Corals and crystal not it is remembered and [the] price of wisdom [is] more than pearls.
19 Men kan de Topaas van Morenland haar niet gelijk waarderen; en bij het fijn louter goud kan zij niet geschat worden.
Not it will be comparable to it topaz of Cush in gold pure not it will be paid.
20 Die wijsheid dan, van waar komt zij, en waar is de plaats des verstands?
And wisdom from where? does it come and where? this [is the] place of understanding.
21 Want zij is verholen voor de ogen aller levenden, en voor het gevogelte des hemels is zij verborgen.
And it has been concealed from [the] eyes of every living [thing] and from [the] bird[s] of the heavens it has been hidden.

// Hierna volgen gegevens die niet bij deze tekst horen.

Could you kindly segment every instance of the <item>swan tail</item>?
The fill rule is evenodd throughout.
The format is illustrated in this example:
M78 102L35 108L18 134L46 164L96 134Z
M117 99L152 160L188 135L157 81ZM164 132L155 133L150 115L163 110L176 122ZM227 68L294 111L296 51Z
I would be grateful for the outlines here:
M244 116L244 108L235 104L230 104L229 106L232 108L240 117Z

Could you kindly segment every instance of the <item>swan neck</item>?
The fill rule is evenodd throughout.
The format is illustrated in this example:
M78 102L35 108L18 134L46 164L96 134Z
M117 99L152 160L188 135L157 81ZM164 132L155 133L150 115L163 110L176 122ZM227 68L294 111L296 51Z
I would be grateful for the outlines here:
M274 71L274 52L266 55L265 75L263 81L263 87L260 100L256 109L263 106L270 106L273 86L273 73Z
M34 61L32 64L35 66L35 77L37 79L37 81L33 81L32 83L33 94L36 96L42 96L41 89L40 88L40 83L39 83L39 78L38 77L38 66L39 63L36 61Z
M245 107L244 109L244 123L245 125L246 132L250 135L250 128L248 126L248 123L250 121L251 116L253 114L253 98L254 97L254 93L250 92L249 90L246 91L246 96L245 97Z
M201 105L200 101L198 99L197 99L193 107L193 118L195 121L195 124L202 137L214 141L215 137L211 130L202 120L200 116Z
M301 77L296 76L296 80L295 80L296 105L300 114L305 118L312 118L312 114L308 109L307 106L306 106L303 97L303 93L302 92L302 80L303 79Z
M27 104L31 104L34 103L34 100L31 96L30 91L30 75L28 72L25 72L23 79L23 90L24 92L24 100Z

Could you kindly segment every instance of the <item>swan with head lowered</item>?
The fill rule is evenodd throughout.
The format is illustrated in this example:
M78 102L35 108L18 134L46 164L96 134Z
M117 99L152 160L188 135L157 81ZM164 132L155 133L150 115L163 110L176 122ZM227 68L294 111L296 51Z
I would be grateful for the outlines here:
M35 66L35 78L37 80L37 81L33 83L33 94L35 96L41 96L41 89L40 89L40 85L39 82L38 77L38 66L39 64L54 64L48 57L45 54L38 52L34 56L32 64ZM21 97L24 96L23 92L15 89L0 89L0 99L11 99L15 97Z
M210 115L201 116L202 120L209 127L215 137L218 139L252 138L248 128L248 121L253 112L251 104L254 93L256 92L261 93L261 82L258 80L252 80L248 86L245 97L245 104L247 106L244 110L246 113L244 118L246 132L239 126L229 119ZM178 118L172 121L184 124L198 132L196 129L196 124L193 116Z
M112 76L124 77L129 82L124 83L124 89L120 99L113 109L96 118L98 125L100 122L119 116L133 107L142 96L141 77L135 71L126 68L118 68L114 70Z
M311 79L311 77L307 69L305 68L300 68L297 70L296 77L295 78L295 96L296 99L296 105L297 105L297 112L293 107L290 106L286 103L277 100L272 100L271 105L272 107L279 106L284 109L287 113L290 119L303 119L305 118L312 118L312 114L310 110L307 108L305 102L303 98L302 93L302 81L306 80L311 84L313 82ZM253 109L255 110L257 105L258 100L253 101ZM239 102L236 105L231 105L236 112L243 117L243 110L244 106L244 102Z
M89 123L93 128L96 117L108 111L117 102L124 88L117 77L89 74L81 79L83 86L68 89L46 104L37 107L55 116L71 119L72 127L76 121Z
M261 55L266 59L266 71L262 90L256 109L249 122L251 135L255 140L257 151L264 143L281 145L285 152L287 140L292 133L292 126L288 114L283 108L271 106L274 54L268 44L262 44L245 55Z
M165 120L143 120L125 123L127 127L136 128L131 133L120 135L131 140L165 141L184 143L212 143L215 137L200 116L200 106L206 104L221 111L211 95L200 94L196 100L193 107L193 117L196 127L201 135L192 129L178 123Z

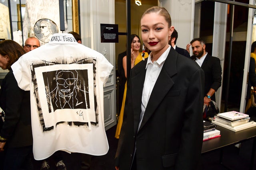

22 Het verderf en de dood zeggen: Haar gerucht hebben wij met onze oren gehoord.
Abaddon and death they say with ears our we have heard report its.
23 God verstaat haar weg, en Hij weet haar plaats.
God he understands way its and he he knows place its.
24 Want Hij schouwt tot aan de einden der aarde, Hij ziet onder al de hemelen.
For he to [the] ends of the earth he looks under all the heavens he sees.
25 Als Hij den wind het gewicht maakte, en de wateren opwoog in mate;
To make for the wind weight and [the] waters he has measured with a measure.
26 Als Hij den regen een gezette orde maakte, en een weg voor het weerlicht der donderen;
When made he for the rain a decree and a path for [the] storm of thunder claps.
27 Toen zag Hij haar, en vertelde ze; Hij schikte ze, en ook doorzocht Hij ze.
Then he saw it and he recounted it he established it and also he examined it.
28 Maar tot den mens heeft Hij gezegd: Zie, de vreze des HEEREN is de wijsheid, en van het kwade te wijken is het verstand.
And he said - to humankind here! [the] fear of [the] Lord that [is] wisdom and to turn from evil [is] understanding.